Lampedusa, migranti tunisini si cuciono la bocca Protesta contro rimpatri e permanenza nell’hotspot

Sanno che il loro destino è segnato, con il rimpatrio dovrebbe toccare a ognuno di loro in quanto migranti economici. Tuttavia la speranza rimane quella di convincere le autorità a concedere loro l’opportunità riservata a chi proviene da paesi riconosciuti dall’Unione europea come teatri di guerra o comunque luoghi dove il rischio di subire persecuzioni è alto. Si tratta di oltre 40 tunisini che da giorni hanno scelto di indire uno sciopero della fame all’esterno dell’hotspot di Lampedusa.

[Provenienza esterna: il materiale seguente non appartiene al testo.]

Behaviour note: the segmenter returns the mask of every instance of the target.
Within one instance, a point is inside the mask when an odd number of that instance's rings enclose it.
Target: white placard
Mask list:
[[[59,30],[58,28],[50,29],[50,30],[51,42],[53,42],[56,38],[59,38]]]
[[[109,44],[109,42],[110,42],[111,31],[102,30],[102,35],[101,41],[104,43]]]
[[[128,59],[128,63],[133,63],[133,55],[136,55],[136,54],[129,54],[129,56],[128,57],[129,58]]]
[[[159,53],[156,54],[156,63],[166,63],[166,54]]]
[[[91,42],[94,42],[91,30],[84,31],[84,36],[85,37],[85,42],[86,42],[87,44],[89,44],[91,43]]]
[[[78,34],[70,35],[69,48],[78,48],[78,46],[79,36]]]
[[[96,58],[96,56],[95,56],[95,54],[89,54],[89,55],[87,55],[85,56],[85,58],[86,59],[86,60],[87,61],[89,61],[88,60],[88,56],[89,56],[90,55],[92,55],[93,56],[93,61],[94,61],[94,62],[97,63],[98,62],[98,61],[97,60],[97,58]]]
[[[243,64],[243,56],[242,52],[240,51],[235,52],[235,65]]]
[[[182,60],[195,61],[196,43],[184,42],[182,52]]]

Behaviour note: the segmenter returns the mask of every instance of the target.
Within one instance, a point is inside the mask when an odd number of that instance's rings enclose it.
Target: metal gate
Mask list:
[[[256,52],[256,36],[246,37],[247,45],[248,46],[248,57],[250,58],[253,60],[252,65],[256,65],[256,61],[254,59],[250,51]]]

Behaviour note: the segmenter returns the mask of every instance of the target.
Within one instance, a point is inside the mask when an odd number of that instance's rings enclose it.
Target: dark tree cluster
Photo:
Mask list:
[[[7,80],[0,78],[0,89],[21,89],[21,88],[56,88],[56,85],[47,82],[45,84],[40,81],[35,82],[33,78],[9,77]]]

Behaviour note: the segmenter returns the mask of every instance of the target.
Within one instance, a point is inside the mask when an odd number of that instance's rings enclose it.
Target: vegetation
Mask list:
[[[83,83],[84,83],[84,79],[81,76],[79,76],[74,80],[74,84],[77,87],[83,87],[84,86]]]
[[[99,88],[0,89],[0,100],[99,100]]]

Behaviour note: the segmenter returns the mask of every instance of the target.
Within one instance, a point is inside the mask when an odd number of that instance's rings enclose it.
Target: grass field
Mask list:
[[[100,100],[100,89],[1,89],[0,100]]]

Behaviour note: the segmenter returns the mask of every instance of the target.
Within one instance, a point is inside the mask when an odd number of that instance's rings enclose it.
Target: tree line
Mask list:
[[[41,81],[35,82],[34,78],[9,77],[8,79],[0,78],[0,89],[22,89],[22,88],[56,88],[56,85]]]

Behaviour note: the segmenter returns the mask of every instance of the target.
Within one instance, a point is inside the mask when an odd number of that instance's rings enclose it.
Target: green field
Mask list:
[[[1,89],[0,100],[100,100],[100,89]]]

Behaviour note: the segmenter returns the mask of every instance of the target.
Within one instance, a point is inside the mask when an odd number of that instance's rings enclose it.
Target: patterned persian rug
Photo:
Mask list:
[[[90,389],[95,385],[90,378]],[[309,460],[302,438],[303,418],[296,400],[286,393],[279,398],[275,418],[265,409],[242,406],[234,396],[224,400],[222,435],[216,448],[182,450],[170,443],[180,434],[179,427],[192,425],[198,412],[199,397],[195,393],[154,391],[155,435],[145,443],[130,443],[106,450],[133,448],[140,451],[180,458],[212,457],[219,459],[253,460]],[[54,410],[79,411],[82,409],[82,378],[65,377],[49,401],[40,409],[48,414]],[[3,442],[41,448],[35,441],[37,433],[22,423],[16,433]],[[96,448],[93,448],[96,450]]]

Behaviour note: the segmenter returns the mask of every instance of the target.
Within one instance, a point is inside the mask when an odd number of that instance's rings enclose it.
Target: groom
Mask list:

Nelle scorse ore, la protesta ha riguardato anche atti di autolesionismo con alcuni migranti che si sono fatti cucire la bocca

Già ieri la situazione era stata messa in risalto dal collettivo Askavusa, che nell’isola delle Pelagie si batte da tempo per la chiusura del centro di identificazione. «Vogliono essere trasferiti come dovrebbero entro le 48-96 ore, non vogliono rimanere sull’isola e si oppongono ai rimpatri diretti da Lampedusa – si legge in un post pubblicato sulla pagina Facebook del gruppo -. È arrivata la polizia che sta parlando con loro. Abbiamo dato la disponibilità di diffondere un loro comunicato e di supportare la protesta».

I fatti di questi giorni arrivano a due settimane dal suicidio di un giovane tunisino, trovato impiccato all’esterno di una casa abbandonata poco distante dall’hotspot. Anche in quel caso, all’origine della decisione di farla finita ci sarebbe stato un disagio psichico subentrato in seguito alla permanenza a oltranza nell’isola. A fare discutere è stata anche la presunta segnalazione che alcuni connazionali avrebbero fatto al personale della struttura, chiedendo un aiuto concreto per il giovane. Sulla vicenda la procura di Agrigento ha aperto un fascicolo conoscitivo.